A takeover at C$47 a share would value ShawCor at about C$2.92 billion after subtracting net cash, or 19.8 times its Ebitda in the last 12 months. That would be the highest multiple on record of any deal in the North American oil- and gas- services industry valued at more than $1 billion, data compiled by Bloomberg show.

“It would look expensive on trailing multiples because 2011 and the first half of 2012 has been a slower time as it waited to ramp up on the projects it has captured,” RBC’s MacDonald said. Still, “I would think it’s worth it for a buyer to be paying up,” he said.

Private Equity

The company’s projected earnings growth makes a deal more affordable. Its current enterprise value is only 7.7 times estimated 2013 Ebitda, the cheapest among every North American midstream oil and gas company with a market value higher than $1 billion, the data show.

Shaw, who succeeded her father as chairman in 2007, will need to agree to any buyer or takeover price, and she hasn’t made a final decision on selling her shares, the company said in last week’s statement. Analysts also project that the stock can rise to C$47.20 on its own in the next 12 months, based on the average of estimates compiled by Bloomberg.

While those may be obstacles to a deal, Bluewater’s Starritt said private-equity firms may be lured by ShawCor’s balance sheet and the amount of cash its operations generate after deducting capital expenses. The business also doesn’t require a lot of capital, he said.

‘Cash Cushion’

ShawCor had no long-term debt and only C$8.65 million in short-term borrowings at the end of the second quarter, leaving it with about $C381 million in net cash, data compiled by Bloomberg show.

The business throws off more cash relative to its stock price than 98 percent of its peers, the data show. Only Sunoco Logistics Partners LP’s free-cash-flow yield of 8.76 percent topped ShawCor’s 8.75 percent.

“They have quite a cash cushion,” Starritt said in a phone interview. “They don’t have huge investment needs compared to the kind of profitability they can generate.”

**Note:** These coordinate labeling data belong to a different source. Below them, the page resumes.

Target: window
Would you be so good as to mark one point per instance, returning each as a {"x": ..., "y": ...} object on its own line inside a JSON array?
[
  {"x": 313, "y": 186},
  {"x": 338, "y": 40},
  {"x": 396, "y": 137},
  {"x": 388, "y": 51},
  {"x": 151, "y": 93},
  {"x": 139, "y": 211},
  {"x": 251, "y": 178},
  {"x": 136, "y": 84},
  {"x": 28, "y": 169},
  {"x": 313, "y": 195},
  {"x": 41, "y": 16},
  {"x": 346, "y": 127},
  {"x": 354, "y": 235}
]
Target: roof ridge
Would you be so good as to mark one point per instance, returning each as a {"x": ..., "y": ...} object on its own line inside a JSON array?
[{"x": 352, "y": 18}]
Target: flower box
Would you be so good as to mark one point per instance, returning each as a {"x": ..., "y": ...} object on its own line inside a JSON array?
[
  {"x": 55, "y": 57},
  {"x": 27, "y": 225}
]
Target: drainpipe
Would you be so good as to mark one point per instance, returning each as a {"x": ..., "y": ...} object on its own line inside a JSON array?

ShawCor may be an appealing acquisition target for Tenaris, the world’s largest maker of seamless pipes, and Vallourec (VK), which makes steel pipes for the oil and gas industry, said RBC’s MacDonald. National Oilwell Varco Inc. (NOV), the largest U.S. maker of oilfield equipment, would also be among the logical buyers, according to MacDonald and a Sept. 6 note from Bank of Montreal analyst Bert Powell.

Representatives for Luxembourg-based Tenaris and Boulogne Billancourt, France-based Vallourec didn’t respond to requests for comment outside normal business hours. A spokesman for Houston-based National Oilwell also didn’t respond.

“ShawCor is the global leader in pipe coating,” MacDonald said. “That makes it a very appealing asset, and then specifically its exposure to the subsea offshore development, which in our view is likely the best secular growth trend within oilfield services.”